From Delaware State News

NEW CASTLE  – Up to $136 million from the New Castle County’s federal CARES Act allocation will support six state-wide programs targeting unemployment insurance, childcare, coronavirus testing and more, New Castle County Executive Matt Meyer announced this week.

This funding will supplement the $927 million of CARES Act funding the state received directly from the federal government.

Mr. Meyer and the state developed a three-step approach for the funding agreement.

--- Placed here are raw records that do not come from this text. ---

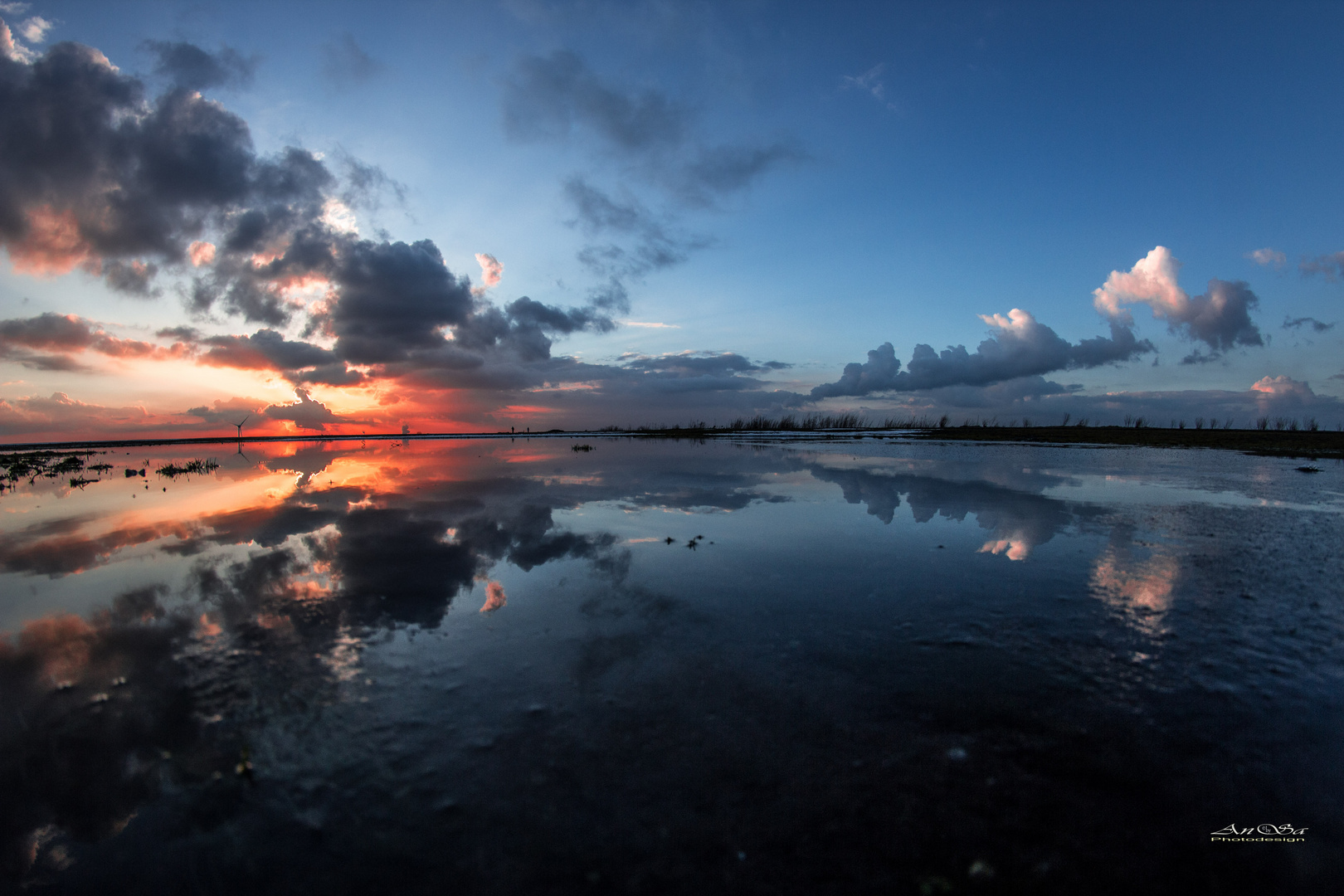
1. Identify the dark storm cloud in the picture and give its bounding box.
[0,37,790,427]
[1171,280,1264,352]
[141,41,261,90]
[199,329,336,371]
[0,312,183,371]
[0,43,334,291]
[1093,246,1264,354]
[621,352,765,376]
[1283,316,1335,334]
[811,309,1155,399]
[321,32,384,89]
[331,239,473,364]
[262,388,359,432]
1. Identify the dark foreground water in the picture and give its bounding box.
[0,438,1344,896]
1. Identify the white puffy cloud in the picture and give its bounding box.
[1093,246,1264,352]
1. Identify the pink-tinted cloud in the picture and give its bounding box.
[0,312,189,369]
[187,239,215,267]
[8,206,93,277]
[262,388,360,432]
[472,252,504,295]
[481,582,508,612]
[1093,246,1264,360]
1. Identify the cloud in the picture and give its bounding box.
[1093,246,1264,352]
[564,178,709,277]
[0,392,154,438]
[840,61,897,111]
[1251,376,1316,406]
[19,16,55,43]
[321,32,386,90]
[139,41,261,90]
[0,312,186,371]
[811,308,1153,399]
[186,397,266,426]
[0,43,334,291]
[199,329,336,371]
[480,582,508,612]
[187,239,217,267]
[472,252,504,295]
[1246,247,1288,270]
[1297,252,1344,280]
[503,50,806,206]
[1283,314,1335,334]
[504,50,689,152]
[261,388,359,432]
[0,9,37,63]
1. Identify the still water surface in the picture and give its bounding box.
[0,438,1344,894]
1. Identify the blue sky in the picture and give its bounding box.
[0,2,1344,441]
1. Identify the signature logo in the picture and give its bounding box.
[1210,825,1307,841]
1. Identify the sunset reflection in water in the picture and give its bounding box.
[0,438,1342,892]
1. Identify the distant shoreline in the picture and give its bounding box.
[0,426,1344,460]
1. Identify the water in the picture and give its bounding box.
[0,438,1344,894]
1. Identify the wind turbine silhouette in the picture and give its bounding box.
[234,414,251,464]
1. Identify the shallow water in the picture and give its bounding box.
[0,438,1344,894]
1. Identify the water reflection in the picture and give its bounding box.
[1091,523,1181,635]
[0,441,1339,892]
[809,464,1074,560]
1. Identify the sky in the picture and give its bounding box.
[0,0,1344,443]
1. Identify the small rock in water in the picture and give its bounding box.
[967,859,995,880]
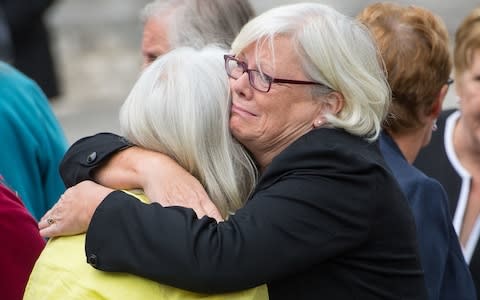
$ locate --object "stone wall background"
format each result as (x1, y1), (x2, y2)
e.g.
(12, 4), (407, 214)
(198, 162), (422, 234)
(47, 0), (480, 143)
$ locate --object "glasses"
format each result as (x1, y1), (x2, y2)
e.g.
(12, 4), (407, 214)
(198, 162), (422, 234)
(223, 55), (327, 93)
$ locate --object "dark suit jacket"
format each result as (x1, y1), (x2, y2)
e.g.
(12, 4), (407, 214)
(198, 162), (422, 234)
(62, 129), (426, 300)
(0, 0), (59, 98)
(380, 132), (476, 300)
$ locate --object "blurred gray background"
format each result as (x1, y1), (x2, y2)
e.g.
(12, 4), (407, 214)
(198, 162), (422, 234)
(47, 0), (480, 143)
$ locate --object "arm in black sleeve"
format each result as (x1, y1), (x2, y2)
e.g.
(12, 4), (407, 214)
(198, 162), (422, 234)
(86, 162), (375, 293)
(60, 133), (132, 187)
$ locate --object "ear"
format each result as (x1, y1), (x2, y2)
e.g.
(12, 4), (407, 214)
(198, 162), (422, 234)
(313, 92), (345, 128)
(323, 92), (345, 115)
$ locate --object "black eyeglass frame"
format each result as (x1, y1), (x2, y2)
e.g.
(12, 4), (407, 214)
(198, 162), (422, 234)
(223, 54), (329, 93)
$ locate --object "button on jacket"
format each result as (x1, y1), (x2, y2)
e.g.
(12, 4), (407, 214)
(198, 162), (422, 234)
(62, 128), (426, 300)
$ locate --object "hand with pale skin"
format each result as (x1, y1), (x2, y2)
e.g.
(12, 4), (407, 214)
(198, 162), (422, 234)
(39, 147), (223, 237)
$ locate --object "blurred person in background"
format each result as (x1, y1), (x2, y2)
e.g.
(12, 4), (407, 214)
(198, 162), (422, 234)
(142, 0), (255, 67)
(0, 62), (67, 220)
(357, 2), (476, 300)
(24, 47), (268, 300)
(415, 7), (480, 292)
(0, 6), (12, 63)
(0, 0), (60, 99)
(0, 176), (45, 300)
(39, 3), (426, 300)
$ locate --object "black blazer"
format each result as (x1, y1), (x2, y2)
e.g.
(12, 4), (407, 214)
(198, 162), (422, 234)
(61, 129), (426, 300)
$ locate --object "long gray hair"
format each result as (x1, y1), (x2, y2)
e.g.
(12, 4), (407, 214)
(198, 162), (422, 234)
(120, 47), (256, 217)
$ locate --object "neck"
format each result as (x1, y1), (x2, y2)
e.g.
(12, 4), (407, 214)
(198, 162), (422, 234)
(453, 117), (480, 172)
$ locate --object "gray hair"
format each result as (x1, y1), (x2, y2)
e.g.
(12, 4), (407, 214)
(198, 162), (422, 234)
(142, 0), (255, 48)
(232, 3), (391, 141)
(120, 47), (256, 217)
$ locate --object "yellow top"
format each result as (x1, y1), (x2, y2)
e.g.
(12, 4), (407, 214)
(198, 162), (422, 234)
(23, 193), (268, 300)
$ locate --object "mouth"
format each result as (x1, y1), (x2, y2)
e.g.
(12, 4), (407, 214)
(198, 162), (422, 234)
(231, 104), (257, 117)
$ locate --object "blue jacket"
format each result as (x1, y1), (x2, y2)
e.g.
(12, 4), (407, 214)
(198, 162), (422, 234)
(380, 132), (476, 299)
(0, 62), (67, 220)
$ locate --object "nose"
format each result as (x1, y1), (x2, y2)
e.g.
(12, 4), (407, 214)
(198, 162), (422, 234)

They determined the total cost of all six statewide programs, then determined the percentage of the cost of those six statewide programs for the benefit of county residents and businesses, and finally, determined the cost share between the state and New Castle County.

“We always work collaboratively with our federal, state and municipal governments but particularly in times of crisis,” Mr. Meyer said in a prepared statement. “My thanks to County Council, to the Governor’s office and to Delaware’s Office of Management and Budget to reach this agreement to help keep our community healthy and sustain our economy during this crisis.”

Statewide programs that New Castle County CARES Act funding will support the Unemployment Insurance Trust Fund, the essential childcare program, statewide testing, statewide contact tracing, an enhanced rent and utility program and a hospitality emergency loan program.

Based on actual unemployment claims through mid-September and estimates through the rest of the year, the total statewide amount of COVID-19 unemployment claims paid for the forty-two-week period, March 15 to Dec. 30, will be $273 million. Approximately 55% of the statewide claims are from residents in New Castle County. A county contribution up to $67.5 million will be made.